Culture et identité

"Alioune Diop a ouvert la voie vers la libération de l’Afrique"

Message du président Wade

Témoignages.re / 5 mai 2010

Alioune Diop est un grand homme qui a ouvert la voie menant vers la libération de l’Afrique, a déclaré lundi à Dakar, le chef de l’Etat sénégalais Abdoulaye Wade, à l’ouverture du colloque international sur le fondateur de la maison d’édition "Présence africaine".

S’exprimant lors de ce colloque sur le thème : "Alioune Diop, l’homme et l’œuvre face aux défis contemporains", organisé par la Communauté africaine de culture (CAC), le président Wade a fait remarquer que M. Diop a eu une vie "pleine de lutte pour le monde noir".
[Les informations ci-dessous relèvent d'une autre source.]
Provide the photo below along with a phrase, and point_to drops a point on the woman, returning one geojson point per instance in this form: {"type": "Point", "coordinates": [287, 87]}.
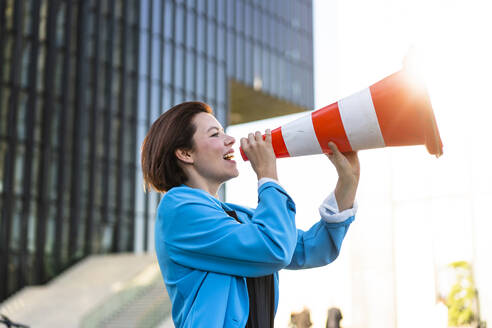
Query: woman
{"type": "Point", "coordinates": [220, 261]}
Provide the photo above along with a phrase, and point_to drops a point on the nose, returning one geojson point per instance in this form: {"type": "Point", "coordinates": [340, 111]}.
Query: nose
{"type": "Point", "coordinates": [229, 141]}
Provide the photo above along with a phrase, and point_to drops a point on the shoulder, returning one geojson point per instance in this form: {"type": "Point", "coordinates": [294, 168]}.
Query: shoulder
{"type": "Point", "coordinates": [184, 198]}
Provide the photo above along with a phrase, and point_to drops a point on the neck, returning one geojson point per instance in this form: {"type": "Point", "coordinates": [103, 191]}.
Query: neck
{"type": "Point", "coordinates": [200, 183]}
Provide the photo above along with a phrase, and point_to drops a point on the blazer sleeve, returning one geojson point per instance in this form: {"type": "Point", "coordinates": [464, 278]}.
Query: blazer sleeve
{"type": "Point", "coordinates": [319, 245]}
{"type": "Point", "coordinates": [197, 233]}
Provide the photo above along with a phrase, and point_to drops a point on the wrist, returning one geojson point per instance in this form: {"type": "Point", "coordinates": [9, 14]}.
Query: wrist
{"type": "Point", "coordinates": [269, 175]}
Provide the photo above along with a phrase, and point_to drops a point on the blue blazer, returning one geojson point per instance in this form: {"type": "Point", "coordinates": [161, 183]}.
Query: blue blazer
{"type": "Point", "coordinates": [205, 255]}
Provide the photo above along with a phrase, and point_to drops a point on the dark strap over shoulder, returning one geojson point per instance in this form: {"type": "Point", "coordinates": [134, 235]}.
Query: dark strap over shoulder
{"type": "Point", "coordinates": [261, 291]}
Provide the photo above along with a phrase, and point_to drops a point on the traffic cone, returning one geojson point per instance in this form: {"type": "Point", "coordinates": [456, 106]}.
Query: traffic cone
{"type": "Point", "coordinates": [395, 111]}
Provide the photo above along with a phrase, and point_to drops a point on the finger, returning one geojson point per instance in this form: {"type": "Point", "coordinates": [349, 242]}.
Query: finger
{"type": "Point", "coordinates": [244, 142]}
{"type": "Point", "coordinates": [258, 136]}
{"type": "Point", "coordinates": [251, 138]}
{"type": "Point", "coordinates": [268, 136]}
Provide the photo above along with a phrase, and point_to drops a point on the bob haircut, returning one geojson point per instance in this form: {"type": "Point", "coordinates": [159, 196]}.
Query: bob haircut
{"type": "Point", "coordinates": [173, 130]}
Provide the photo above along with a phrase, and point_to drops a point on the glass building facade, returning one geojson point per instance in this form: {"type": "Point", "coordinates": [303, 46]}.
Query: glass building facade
{"type": "Point", "coordinates": [82, 81]}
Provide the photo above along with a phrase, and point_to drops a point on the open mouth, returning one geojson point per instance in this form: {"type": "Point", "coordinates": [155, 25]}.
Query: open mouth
{"type": "Point", "coordinates": [228, 157]}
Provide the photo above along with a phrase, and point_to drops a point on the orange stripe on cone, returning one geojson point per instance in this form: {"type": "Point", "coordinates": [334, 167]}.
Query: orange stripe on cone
{"type": "Point", "coordinates": [278, 145]}
{"type": "Point", "coordinates": [329, 127]}
{"type": "Point", "coordinates": [405, 113]}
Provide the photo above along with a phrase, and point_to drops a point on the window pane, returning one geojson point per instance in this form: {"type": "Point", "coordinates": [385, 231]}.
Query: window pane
{"type": "Point", "coordinates": [201, 34]}
{"type": "Point", "coordinates": [211, 38]}
{"type": "Point", "coordinates": [190, 71]}
{"type": "Point", "coordinates": [221, 84]}
{"type": "Point", "coordinates": [179, 28]}
{"type": "Point", "coordinates": [156, 58]}
{"type": "Point", "coordinates": [142, 100]}
{"type": "Point", "coordinates": [240, 58]}
{"type": "Point", "coordinates": [211, 85]}
{"type": "Point", "coordinates": [220, 44]}
{"type": "Point", "coordinates": [200, 77]}
{"type": "Point", "coordinates": [221, 11]}
{"type": "Point", "coordinates": [168, 20]}
{"type": "Point", "coordinates": [156, 16]}
{"type": "Point", "coordinates": [144, 14]}
{"type": "Point", "coordinates": [231, 54]}
{"type": "Point", "coordinates": [190, 29]}
{"type": "Point", "coordinates": [179, 67]}
{"type": "Point", "coordinates": [167, 63]}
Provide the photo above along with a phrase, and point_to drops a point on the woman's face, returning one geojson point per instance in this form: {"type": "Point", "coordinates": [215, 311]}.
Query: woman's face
{"type": "Point", "coordinates": [212, 153]}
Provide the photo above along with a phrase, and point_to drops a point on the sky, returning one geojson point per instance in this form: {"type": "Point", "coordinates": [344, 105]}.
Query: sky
{"type": "Point", "coordinates": [416, 213]}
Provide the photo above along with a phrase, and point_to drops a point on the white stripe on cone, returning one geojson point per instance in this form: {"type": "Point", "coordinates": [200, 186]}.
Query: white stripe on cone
{"type": "Point", "coordinates": [300, 138]}
{"type": "Point", "coordinates": [360, 121]}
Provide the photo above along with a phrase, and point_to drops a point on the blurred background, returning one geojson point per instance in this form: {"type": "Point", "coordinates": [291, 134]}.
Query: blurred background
{"type": "Point", "coordinates": [81, 82]}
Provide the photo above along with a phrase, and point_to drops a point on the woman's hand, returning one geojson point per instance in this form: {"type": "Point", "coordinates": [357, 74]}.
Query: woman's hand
{"type": "Point", "coordinates": [348, 169]}
{"type": "Point", "coordinates": [260, 154]}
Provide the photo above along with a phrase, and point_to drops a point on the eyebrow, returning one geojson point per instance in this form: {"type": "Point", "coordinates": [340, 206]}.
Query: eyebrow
{"type": "Point", "coordinates": [213, 127]}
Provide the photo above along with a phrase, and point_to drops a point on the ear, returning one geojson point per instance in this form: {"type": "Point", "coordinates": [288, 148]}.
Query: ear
{"type": "Point", "coordinates": [184, 155]}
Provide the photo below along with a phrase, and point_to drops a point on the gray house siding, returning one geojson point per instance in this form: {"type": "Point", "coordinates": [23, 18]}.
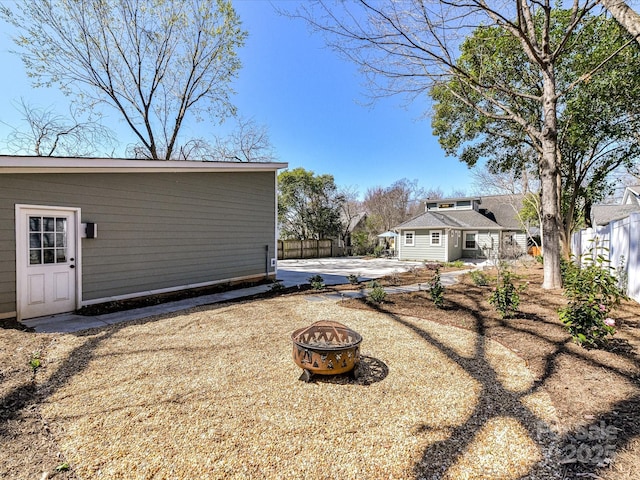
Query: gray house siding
{"type": "Point", "coordinates": [422, 249]}
{"type": "Point", "coordinates": [486, 241]}
{"type": "Point", "coordinates": [156, 231]}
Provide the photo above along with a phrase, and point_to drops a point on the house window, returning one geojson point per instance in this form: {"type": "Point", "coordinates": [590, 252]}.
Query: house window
{"type": "Point", "coordinates": [409, 238]}
{"type": "Point", "coordinates": [470, 240]}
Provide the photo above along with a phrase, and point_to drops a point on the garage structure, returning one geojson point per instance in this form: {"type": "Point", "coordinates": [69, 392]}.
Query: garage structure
{"type": "Point", "coordinates": [79, 231]}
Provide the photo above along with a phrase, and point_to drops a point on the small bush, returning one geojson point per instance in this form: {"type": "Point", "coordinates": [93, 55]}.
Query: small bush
{"type": "Point", "coordinates": [592, 293]}
{"type": "Point", "coordinates": [436, 290]}
{"type": "Point", "coordinates": [479, 278]}
{"type": "Point", "coordinates": [377, 293]}
{"type": "Point", "coordinates": [317, 282]}
{"type": "Point", "coordinates": [506, 297]}
{"type": "Point", "coordinates": [455, 264]}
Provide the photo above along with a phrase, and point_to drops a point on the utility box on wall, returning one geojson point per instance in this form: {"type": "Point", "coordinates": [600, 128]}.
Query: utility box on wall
{"type": "Point", "coordinates": [89, 230]}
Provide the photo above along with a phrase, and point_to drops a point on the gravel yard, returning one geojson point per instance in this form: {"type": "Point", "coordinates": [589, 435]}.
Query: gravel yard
{"type": "Point", "coordinates": [213, 393]}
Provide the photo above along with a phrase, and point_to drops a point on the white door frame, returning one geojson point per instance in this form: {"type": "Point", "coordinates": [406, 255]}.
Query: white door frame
{"type": "Point", "coordinates": [22, 253]}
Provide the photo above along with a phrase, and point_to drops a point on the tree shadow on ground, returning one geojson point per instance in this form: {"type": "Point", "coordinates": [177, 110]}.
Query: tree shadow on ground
{"type": "Point", "coordinates": [584, 450]}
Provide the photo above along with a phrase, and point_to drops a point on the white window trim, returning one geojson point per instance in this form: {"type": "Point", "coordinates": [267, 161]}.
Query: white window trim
{"type": "Point", "coordinates": [440, 234]}
{"type": "Point", "coordinates": [464, 240]}
{"type": "Point", "coordinates": [413, 238]}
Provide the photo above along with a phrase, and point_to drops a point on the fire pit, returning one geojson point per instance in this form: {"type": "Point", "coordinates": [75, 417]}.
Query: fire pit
{"type": "Point", "coordinates": [326, 348]}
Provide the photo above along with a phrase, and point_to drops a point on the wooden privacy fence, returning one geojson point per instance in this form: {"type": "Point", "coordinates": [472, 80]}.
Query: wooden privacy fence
{"type": "Point", "coordinates": [306, 249]}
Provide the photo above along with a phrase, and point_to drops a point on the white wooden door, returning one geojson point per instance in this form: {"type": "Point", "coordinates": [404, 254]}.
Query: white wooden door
{"type": "Point", "coordinates": [46, 261]}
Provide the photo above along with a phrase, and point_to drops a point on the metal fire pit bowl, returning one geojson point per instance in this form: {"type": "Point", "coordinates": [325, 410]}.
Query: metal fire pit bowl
{"type": "Point", "coordinates": [326, 348]}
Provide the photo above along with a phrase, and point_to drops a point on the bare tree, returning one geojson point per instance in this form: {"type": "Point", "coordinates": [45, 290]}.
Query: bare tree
{"type": "Point", "coordinates": [45, 133]}
{"type": "Point", "coordinates": [155, 61]}
{"type": "Point", "coordinates": [393, 205]}
{"type": "Point", "coordinates": [249, 142]}
{"type": "Point", "coordinates": [408, 47]}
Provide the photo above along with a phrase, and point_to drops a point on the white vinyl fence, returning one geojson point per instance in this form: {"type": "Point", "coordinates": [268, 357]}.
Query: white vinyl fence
{"type": "Point", "coordinates": [619, 242]}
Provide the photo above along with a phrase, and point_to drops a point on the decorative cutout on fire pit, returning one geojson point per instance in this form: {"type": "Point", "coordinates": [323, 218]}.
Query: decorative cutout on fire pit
{"type": "Point", "coordinates": [326, 348]}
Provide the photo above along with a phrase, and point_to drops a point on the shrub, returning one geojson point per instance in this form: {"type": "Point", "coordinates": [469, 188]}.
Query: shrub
{"type": "Point", "coordinates": [377, 293]}
{"type": "Point", "coordinates": [592, 293]}
{"type": "Point", "coordinates": [455, 264]}
{"type": "Point", "coordinates": [436, 289]}
{"type": "Point", "coordinates": [317, 282]}
{"type": "Point", "coordinates": [479, 278]}
{"type": "Point", "coordinates": [506, 297]}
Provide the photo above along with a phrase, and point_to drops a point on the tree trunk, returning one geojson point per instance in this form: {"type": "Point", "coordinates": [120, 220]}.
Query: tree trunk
{"type": "Point", "coordinates": [549, 175]}
{"type": "Point", "coordinates": [624, 15]}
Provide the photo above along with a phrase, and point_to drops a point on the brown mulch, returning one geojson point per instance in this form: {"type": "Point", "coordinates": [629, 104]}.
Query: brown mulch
{"type": "Point", "coordinates": [212, 393]}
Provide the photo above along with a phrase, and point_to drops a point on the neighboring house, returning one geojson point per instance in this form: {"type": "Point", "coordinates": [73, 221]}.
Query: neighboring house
{"type": "Point", "coordinates": [469, 227]}
{"type": "Point", "coordinates": [75, 232]}
{"type": "Point", "coordinates": [615, 235]}
{"type": "Point", "coordinates": [631, 195]}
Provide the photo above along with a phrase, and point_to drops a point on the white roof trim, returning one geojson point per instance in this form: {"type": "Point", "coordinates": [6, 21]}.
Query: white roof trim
{"type": "Point", "coordinates": [19, 164]}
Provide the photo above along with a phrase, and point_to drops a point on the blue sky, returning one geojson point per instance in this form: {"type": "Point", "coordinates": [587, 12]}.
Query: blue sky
{"type": "Point", "coordinates": [312, 102]}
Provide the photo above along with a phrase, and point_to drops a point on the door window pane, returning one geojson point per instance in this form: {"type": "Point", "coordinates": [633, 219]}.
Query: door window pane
{"type": "Point", "coordinates": [49, 256]}
{"type": "Point", "coordinates": [35, 257]}
{"type": "Point", "coordinates": [47, 240]}
{"type": "Point", "coordinates": [34, 224]}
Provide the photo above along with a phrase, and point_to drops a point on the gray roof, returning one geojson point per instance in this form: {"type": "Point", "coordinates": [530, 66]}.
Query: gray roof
{"type": "Point", "coordinates": [453, 219]}
{"type": "Point", "coordinates": [605, 214]}
{"type": "Point", "coordinates": [503, 210]}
A propos de la commémoration du centenaire de la naissance de l’homme de Culture sénégalais, qui a débuté le 10 janvier et qui se poursuit jusqu’au 30 novembre dans plusieurs villes du monde, le président Wade a insisté : "Alioune Diop est parti, mais c’est le destin qui fait les grands hommes et donne à leur vie une valeur de symbole. Cela fait que son centenaire correspond au cinquantenaire de notre indépendance".

"Alioune Diop a tracé le chemin et est parti, nous laissant le flambeau dans une voie tracée. Il nous a laissés continuer le combat", a dit Me Wade.

"Aujourd’hui, l’essentiel est de dépasser l’histoire, lui rendre la vérité et remettre les pendules à l’heure. C’était cela le combat d’Alioune Diop dans le plus total dévouement, sans violence, mais de manière intelligente et lucide", a indiqué le président Wade, qui a rappelé qu’au sortir de la Seconde guerre mondiale, Alioune Diop s’est engagé en politique pour devenir sénateur en France, entre 1946 et 1948.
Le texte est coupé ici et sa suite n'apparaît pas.